I have three Yorkshire Terriers (a 14-year-old, a 9-year-old, and a 2-year-old). 

And I retired from my nursing job two years ago. Writing full-time is a joy.

Image of a girl reading a book with stars and light streaming out of the book--much like me looking at my past decade of growth and change.

Growth and Change

One of my (our) challenges has been the many medical issues my husband has had over the past ten years. Those challenges are compounding. I sit in his room at a rehabilitation facility as I write this.

Over the past decade I learned about plot, story engines, story structure, pacing, and so much more. I learned to create systems for tracking progress, improvements, learning, and goals. I know that I’ve written more than one million words during the decade (no records for the first three years). 

I’ve refined my writing process and learned about self-publishing and marketing. I’m having moderate success with my two published books. The outline for book two of the My Soul to Keep series and I’ve written about 30,000 words of the first draft.

I have a social media presence, an author brand, and I blog regularly on my website. Blessed, I even have followers both on social media platforms and on my blog. *Yup, that’s you! Thank you.*

A Change of Perspective

Prior to completing my decade review, I had a poor opinion of what I had accomplished in the past.

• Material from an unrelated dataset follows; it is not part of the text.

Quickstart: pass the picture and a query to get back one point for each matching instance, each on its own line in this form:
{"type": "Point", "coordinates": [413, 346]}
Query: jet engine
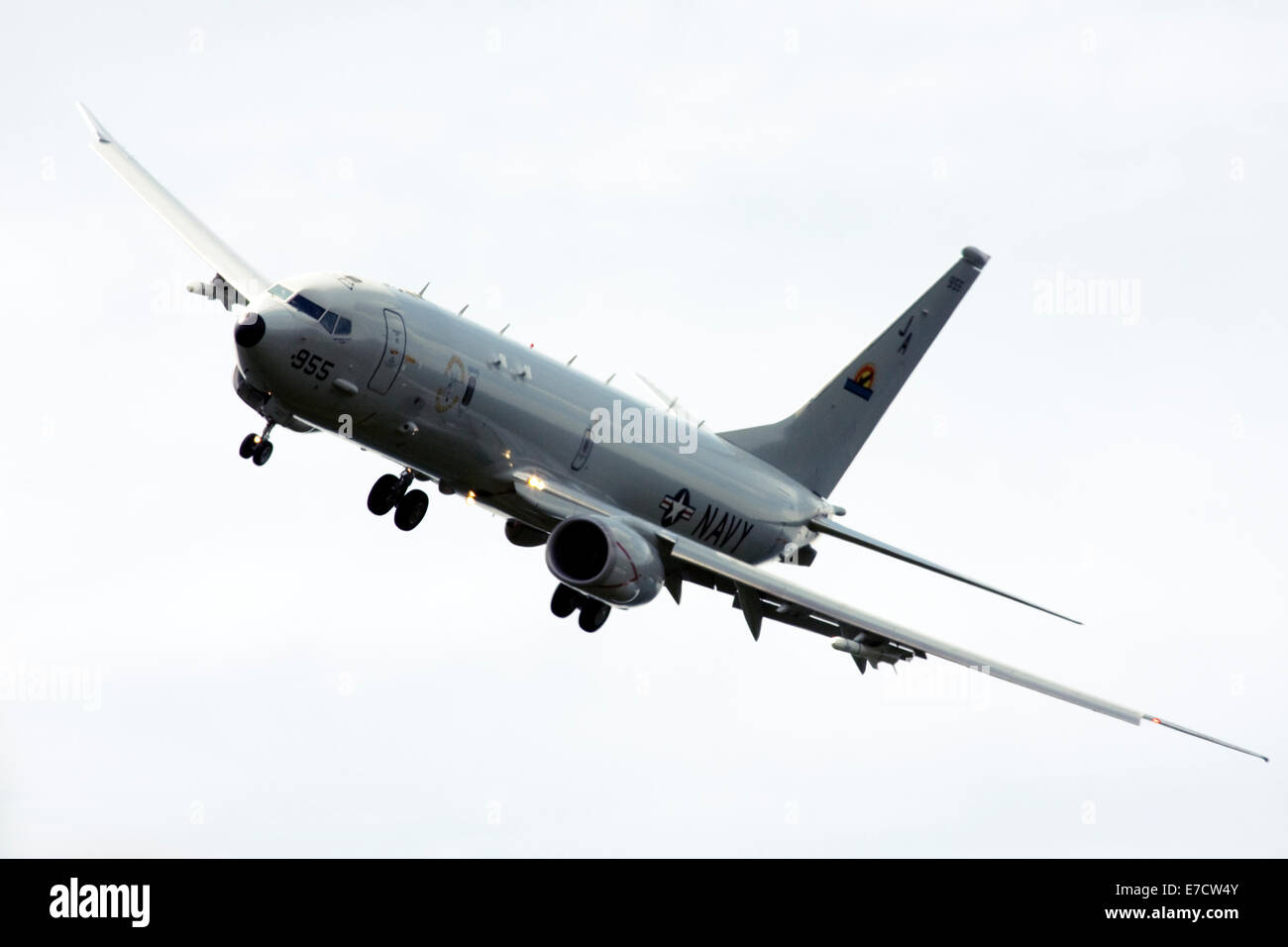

Tracking and reviewing has erased that opinion. Sure, I wanted to accomplish a ton more, but look at where I started. Without tracking systems, I would not know how much I achieved despite the many challenges I had. Knowing allows me to analyze what allowed me to accomplish things and what held me back Now I can see what areas I would like to improve for the next decade. And I’ve already started working toward another decade of growth and change.

There are no great limits to growth because there are no limits of human intelligence, imagination, and wonder.

Ronald Reagan

The two-word description for my past decade is Growth and Change. Have you done a decade review? What would be a two word description of your 2010s?


  1. I haven’t done a decade review, but “growth and change” works for me, too. My firsts book was published in 2011 – such a huge learning curve there! And lots of other changes too, especially in the past year. Curious what kind of systems you use to track learning and improvement? That’s always been a tough one for me. Anyway, hope your new year is going well, and I’m looking forward to you next book!

    1. I’ll bet you could use growth and change. You’ve had some big ones!

      I track learning and improvement on my bullet journal. I have a two page spread for each day. The first page (the one on the left when the journal is open) I record my intentions for the day, any appointments, and I have a spot to record “What I learned today.” It’s been very helpful. Writing down what I learned helps me remember it and gives me a place to go back and review it. Improvement is a little more difficult, but I count that as part of my “What I learned.” I include a how am I going to use this new knowledge in my journal as well. When I do my month-end, quarter-end, and year-end reviews I include this information. If enough people are interested, I could do a blog post about my bullet journal and spreadsheets.

      Thanks for your encouragement, Jennette. And as always, thanks for reading!